Du sprichst deinen YouTube-Channel an, den Ballers Club. Erkläre mal, was es damit auf sich hat.

Ballers Club ist momentan einer der erfolgreichsten Basketball-Channel Deutschlands. Wir sind bei bescheidenen 5.000 Abonnenten, aber wir haben die Community. Jedes Video wird ungefähr 10.000 Mal angesehen – ich könnte also eine Halle füllen mit den Leuten, die sich die Videos ansehen. Es läuft sehr gut, wir wachsen sehr schnell. Darauf bin ich natürlich stolz. Ich habe einfach einen Channel gegründet, weil ich den deutschen Jugendspielern meine Erfahrungen mit auf dem Weg geben will. Ich weiß, welche Moves funktionieren, was im Spiel funktioniert, was nicht funktioniert.

Die Jungs in Deutschland kommen einfach zu kurz und haben es schwer, sich zu etablieren.

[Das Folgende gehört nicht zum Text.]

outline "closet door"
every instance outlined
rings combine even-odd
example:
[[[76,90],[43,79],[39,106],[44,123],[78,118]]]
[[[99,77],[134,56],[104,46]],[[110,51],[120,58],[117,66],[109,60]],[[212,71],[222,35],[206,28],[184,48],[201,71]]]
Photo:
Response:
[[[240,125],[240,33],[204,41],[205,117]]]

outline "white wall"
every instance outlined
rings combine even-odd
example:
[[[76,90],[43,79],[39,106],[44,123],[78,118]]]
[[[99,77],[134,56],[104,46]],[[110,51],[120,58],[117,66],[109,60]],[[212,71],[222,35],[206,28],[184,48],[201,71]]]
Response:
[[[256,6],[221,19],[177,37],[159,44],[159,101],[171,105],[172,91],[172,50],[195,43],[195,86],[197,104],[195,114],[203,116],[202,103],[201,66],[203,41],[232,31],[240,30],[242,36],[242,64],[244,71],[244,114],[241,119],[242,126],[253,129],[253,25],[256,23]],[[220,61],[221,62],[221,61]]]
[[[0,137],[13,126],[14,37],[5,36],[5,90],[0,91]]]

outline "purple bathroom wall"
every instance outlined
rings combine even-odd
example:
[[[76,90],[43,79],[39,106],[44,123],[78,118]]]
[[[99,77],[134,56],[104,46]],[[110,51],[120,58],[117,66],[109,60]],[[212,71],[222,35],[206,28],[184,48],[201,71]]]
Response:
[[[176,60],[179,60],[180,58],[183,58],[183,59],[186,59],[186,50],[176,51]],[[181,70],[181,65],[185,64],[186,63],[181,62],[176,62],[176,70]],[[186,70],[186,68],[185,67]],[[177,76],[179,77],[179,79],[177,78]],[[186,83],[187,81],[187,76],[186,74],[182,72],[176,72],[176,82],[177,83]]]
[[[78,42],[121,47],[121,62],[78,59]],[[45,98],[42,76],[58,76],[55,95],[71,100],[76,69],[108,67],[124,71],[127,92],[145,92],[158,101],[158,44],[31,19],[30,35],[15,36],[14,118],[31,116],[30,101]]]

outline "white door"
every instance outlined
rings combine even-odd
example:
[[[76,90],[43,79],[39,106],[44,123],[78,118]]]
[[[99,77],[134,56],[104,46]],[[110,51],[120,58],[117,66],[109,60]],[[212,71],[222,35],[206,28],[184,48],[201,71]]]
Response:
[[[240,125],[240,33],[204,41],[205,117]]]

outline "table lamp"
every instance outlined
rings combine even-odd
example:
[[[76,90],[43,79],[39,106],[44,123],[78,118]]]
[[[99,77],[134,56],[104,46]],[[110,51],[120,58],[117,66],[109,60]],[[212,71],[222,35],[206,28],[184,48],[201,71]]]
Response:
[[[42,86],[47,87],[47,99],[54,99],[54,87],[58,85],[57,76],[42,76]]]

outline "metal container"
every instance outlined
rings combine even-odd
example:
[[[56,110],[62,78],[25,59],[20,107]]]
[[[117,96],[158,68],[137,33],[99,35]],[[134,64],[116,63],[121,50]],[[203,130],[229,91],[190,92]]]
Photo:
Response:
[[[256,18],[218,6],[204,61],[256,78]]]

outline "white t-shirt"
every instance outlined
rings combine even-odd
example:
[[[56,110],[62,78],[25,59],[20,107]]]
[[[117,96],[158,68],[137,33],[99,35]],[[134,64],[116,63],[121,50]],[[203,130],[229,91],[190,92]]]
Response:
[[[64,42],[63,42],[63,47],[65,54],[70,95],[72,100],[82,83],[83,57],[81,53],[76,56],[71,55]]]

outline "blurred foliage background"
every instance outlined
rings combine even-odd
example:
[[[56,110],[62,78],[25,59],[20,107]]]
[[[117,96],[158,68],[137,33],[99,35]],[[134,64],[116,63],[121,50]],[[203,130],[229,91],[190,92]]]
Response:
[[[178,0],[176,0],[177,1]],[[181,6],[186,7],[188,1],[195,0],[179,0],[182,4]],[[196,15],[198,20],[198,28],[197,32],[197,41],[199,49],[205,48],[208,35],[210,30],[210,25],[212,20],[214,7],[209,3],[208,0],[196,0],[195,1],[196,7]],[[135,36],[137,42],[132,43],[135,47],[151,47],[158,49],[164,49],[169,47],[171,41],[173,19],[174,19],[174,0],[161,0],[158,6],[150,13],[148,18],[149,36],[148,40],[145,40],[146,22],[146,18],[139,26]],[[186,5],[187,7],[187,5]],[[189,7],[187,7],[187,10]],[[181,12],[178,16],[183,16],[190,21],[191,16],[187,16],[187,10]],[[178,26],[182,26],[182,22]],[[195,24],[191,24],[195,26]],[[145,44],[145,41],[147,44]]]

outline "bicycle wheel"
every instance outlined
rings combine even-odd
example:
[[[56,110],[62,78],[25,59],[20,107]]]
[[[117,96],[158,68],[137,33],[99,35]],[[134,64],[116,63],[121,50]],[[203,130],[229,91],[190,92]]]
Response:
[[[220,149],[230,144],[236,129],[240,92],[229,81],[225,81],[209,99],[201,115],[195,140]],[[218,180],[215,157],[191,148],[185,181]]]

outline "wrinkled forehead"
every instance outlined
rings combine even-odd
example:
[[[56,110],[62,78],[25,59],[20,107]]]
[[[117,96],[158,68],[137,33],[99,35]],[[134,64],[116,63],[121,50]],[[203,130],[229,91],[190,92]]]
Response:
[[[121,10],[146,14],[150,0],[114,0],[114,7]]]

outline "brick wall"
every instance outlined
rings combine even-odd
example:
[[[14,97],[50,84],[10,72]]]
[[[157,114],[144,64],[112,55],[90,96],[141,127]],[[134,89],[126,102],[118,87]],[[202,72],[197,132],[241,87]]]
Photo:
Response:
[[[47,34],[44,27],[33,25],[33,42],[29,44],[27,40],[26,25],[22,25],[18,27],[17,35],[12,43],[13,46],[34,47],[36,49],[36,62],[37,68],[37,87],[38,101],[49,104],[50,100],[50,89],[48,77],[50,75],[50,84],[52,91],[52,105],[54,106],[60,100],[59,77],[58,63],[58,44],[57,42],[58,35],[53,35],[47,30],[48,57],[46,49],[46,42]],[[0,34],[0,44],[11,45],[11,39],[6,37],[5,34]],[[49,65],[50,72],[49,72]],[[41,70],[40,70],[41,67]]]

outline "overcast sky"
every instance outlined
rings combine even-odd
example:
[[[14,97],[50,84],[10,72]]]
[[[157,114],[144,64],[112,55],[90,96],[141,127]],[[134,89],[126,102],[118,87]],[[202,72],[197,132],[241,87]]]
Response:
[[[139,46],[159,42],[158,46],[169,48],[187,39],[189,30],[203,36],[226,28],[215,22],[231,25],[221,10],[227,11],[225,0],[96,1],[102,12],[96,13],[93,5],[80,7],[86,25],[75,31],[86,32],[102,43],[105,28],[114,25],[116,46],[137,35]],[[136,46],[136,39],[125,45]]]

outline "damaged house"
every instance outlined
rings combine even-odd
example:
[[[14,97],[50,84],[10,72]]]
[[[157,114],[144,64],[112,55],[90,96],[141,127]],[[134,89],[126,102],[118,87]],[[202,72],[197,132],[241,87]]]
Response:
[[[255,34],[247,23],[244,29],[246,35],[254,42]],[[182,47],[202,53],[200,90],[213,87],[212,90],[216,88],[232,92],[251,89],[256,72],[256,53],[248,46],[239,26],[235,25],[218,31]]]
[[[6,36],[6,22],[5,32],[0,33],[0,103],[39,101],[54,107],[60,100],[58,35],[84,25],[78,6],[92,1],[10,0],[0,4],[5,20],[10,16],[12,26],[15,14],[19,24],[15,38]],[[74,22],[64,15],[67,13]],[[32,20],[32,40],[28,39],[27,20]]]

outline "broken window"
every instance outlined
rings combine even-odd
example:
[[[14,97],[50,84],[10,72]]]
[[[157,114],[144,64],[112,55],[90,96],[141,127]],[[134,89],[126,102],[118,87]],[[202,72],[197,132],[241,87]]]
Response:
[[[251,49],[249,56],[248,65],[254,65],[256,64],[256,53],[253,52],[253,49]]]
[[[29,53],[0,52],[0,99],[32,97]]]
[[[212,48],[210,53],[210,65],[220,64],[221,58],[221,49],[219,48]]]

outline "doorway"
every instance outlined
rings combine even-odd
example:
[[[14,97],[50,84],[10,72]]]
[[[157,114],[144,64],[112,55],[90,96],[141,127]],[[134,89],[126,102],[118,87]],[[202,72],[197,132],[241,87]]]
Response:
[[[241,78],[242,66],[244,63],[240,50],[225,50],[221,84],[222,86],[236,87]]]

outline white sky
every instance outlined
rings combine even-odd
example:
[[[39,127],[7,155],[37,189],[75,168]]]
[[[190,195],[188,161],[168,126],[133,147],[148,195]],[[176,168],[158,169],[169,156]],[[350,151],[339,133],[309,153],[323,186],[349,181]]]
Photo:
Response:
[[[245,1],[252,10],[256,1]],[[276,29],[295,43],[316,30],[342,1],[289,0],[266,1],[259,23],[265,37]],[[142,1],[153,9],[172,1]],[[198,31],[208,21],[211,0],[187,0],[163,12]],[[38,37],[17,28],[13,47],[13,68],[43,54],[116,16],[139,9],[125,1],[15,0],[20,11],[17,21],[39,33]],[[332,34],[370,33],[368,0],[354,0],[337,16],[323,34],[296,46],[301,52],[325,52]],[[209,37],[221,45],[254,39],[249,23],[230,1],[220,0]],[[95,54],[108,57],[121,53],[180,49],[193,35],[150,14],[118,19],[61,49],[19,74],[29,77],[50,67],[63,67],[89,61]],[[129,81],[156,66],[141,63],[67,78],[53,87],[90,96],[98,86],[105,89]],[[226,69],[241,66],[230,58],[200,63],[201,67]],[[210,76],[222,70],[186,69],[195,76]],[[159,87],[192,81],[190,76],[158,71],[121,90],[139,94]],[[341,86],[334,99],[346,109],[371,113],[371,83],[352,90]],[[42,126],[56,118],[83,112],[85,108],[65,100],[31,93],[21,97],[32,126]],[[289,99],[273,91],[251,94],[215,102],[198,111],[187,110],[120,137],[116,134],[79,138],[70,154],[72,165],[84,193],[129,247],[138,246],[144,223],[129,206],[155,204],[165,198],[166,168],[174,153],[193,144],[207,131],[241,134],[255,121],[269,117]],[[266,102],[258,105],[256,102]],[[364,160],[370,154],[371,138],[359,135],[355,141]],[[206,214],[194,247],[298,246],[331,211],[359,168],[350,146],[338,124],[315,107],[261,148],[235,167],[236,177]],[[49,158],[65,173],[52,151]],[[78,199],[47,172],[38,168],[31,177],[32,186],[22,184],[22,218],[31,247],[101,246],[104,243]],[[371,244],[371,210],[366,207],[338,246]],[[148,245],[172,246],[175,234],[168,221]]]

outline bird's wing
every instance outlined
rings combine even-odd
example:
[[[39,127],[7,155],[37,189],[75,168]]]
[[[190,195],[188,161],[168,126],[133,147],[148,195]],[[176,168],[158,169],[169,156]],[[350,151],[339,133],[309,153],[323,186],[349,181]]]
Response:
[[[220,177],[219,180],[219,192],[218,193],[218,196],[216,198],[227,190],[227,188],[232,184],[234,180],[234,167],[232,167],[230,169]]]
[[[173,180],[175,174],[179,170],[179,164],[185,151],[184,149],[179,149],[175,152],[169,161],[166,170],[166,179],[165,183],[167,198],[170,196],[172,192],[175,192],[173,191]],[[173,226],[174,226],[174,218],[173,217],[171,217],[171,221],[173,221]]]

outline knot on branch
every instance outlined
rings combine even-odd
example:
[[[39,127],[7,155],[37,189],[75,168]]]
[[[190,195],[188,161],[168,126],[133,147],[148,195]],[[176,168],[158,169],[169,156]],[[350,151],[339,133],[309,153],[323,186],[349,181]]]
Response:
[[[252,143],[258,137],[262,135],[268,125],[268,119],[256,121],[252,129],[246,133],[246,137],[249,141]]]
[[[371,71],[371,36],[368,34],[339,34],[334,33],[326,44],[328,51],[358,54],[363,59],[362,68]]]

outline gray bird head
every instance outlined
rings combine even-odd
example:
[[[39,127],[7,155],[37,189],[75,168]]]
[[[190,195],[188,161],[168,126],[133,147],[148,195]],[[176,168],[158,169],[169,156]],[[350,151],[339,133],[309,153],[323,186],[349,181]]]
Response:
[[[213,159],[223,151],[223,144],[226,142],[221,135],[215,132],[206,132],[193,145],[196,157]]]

Das ging mir schon immer ans Herz. Basketball kommt in Deutschland zu kurz: Basketball kommt in Deutschland im Fernsehen zu kurz, Basketball kommt in der Jugendförderung von deutschen jungen Talenten zu kurz, und deutsche Talente kommen in Sachen Spielzeit zu kurz. Ich denke, das Konzept, dass du mit sechs Amerikanern spielen kannst und sechs Deutsche hast, von denen zwei Amerikaner mit deutschem Pass sind… das macht ja überhaupt keinen Sinn. Da passen wir nicht auf uns auf. Da kommt der deutsche Jungendspieler einfach zu kurz.

Das einzige, was ich mit dem YouTube-Channel bewirken will, ist, deutschsprachigen jungen Menschen, die Basketball lieben, guten Content zu liefern und den deutschen Spielern ein paar Tipps zu geben, um sich wirklich zu verbessern und sich vielleicht auch in der ersten Bundesliga durchzusetzen.

Bevor du von der NBBL ans College gewechselt bist, gab es ja die derzeitige 6+6-Regelung noch gar nicht und noch mehr ausländische Spieler standen in den BBL-Kadern. Oft spricht man von der verlorenen Generation durch die Aufhebung der Ausländerbeschränkung. Ist das vielleicht ein Grund, warum du jetzt was für die Jugendspieler machen willst, weil sie zu deiner Zeit nicht gepusht wurden…

Ja, es wurde nichts gepusht. Den Spielern, die sich jetzt durchgesetzt haben, muss man wirklich Respekt zollen. Es ist klar, dass ein Spieler, der in Deutschland aufgewachsen ist und 18 Jahre alt ist, nicht besser spielen wird als ein 25-jähriger Amerikaner. Aber darum geht es ja auch gar nicht. Es geht darum, dass die Fans Spaß haben. Natürlich wollen die Fans Dunks und Show, aber wenn du zum Beispiel nur zwei Amerikaner hättest, dann wären ja die Amerikaner automatisch besser, weil du ja nur zwei haben könntest und dementsprechend in die Tasche greifen könntest. Und die würden dir dann spektakuläre Plays liefern, die die Leute auch in die Halle bringen. Und dann hast du natürlich auch ein Team, mit dem man sich identifizieren kann. Die Fans wollen ja auch mit dir reden, Unterschriften und eine Connection aufbauen. Das ist natürlich schwierig, wenn man nicht die Sprache sprechen kann. Der Identifikationswert geht irgendwie verloren.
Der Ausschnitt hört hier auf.